In a randomized trial with equal allocation to treatment and placebo arms, baseline adjustment for such a prognostic score would enable a treatment effect of 0.25 stairs/second on Δ4SC velocity to be detected with approximately 120 total patients, compared to 180 total patients without use of the prognostic score (at 80% power) (Fig 2). Power gains with adjustment for prognostic score under additional scenarios are shown in S3 and S4 Figs.
Δ4SC time
Results from the base and full multivariable models for Δ4SC time are presented in S3 Table. Overall, the base model explained 13% and 11% of the variation of Δ4SC time in patients from Leuven and CCHMC, respectively, with older age and longer duration of steroid use associated with worsening outcomes. In the Tadalafil DMD Trial, the base model explained 2% of the variation of Δ4SC time with none of the predictors being statistically significant. Results of the intermediate model for Δ4SC time are shown in S4 Table.
Compared with the base model, the full model explained a greater proportion of the variation of Δ4SC time from all three data sources (29% in the Tadalafil DMD Trial, 34% in Leuven, and 34% in CCHMC). Associations of the predictors with Δ4SC time were generally very similar to those seen for Δ4SC velocity. The contributions of each prognostic factor when removed from the full model, added separately to the base model, and studied in isolation are summarized in S5A–S5C Table. In general, the addition of 10-meter walk/run, rise from supine, and current deflazacort use to the base model resulted in the greatest increases in R2 while removing baseline 4SC completion time from the full model resulted in the largest decreases in R2.
Sensitivity analyses
Results from both sets of sensitivity analyses were very similar to the primary analyses in all three data sources: R2 for models for each set of analyses are summarized in S6A and S6B Table.
Discussion
This study identified prognostic factors for ~1-year change in 4SC completion time and velocity among patients with DMD. We found that timed function tests other than 4SC, measures of walking and rising ability in particular, along with height, weight, and BMI added significant prognostic value for change in 4SC—well beyond that provided by age, baseline 4SC, and steroid duration.
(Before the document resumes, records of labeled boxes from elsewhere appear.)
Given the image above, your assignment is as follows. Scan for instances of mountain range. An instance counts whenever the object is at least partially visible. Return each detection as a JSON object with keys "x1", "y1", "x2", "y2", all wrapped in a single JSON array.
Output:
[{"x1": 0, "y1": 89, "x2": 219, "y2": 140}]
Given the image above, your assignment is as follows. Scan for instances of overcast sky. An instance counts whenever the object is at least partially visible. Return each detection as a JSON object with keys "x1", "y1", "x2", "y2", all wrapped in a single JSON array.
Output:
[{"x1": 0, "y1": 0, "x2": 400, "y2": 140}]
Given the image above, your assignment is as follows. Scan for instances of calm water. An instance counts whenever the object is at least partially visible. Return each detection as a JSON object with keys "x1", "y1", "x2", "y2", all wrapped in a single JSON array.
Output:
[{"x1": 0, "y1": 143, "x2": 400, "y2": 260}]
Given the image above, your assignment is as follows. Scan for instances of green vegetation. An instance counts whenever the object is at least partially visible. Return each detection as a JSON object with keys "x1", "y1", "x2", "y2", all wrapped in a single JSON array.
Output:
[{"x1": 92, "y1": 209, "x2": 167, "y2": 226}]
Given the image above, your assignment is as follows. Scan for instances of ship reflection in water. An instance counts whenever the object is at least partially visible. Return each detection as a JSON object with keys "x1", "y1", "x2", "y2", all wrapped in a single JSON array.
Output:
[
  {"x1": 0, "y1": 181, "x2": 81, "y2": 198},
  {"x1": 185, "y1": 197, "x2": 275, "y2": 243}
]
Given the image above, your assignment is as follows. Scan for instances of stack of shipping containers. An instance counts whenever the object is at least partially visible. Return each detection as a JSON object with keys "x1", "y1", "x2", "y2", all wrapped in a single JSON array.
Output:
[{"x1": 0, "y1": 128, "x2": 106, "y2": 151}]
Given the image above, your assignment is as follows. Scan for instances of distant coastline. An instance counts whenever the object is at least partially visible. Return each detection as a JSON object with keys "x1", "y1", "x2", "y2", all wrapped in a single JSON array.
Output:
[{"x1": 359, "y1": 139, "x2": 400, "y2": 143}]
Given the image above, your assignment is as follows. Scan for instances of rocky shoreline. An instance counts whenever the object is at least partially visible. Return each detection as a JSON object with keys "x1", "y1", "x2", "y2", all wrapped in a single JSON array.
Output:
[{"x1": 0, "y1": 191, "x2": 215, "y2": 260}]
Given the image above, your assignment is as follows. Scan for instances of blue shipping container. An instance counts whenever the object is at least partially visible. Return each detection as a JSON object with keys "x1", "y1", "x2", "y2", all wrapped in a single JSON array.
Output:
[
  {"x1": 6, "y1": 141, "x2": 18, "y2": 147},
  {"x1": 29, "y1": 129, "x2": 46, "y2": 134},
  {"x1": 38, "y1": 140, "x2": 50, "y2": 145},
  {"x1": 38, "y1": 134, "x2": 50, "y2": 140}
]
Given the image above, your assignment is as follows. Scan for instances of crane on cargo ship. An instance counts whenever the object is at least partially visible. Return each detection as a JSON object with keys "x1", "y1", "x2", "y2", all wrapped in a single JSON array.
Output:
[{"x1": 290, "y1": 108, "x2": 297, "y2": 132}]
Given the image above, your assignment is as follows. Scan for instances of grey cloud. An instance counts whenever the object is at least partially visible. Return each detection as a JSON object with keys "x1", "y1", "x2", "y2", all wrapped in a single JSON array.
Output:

The proportion of variation explained by the addition of these factors was approximately doubled across all data sources.
Recently, we assessed prognostic factors for 1-year change in 6MWD in an earlier study sample of patients from the Leuven database [12]. A key finding of that study was that a combination of multiple baseline measures of ambulatory function provided significantly enhanced prognostic accuracy compared with using only age, baseline 6MWD, and steroid use. These findings are echoed in the present study of 4SC outcomes, further highlighting the value of combining multiple measures of function into composite prognostic scores in DMD. In addition, consistent with the prior study of prognostic factors for 6MWD, combining multiple measures of baseline function increases prognostic value even as those baseline measures are well correlated with each other [12]. Both of these studies also found that patient age no longer carries significant prognostic value after already accounting for multiple measures of baseline function along with height and weight. This indicates that knowing how a patient performs on several different measures of ambulatory function is more important to their prognosis over the next year than knowing their age. While this may at first seem counter-intuitive for a progressive disease, the lower prognostic importance of age accords with the observed heterogeneity across patients in rates of progression of ambulatory function in DMD. Different patients progress at different ages [20], and different measures of function progress at different times, and thus combining several measures of ambulatory function provides a more accurate prognosis than relying on any single measure alone, or on age.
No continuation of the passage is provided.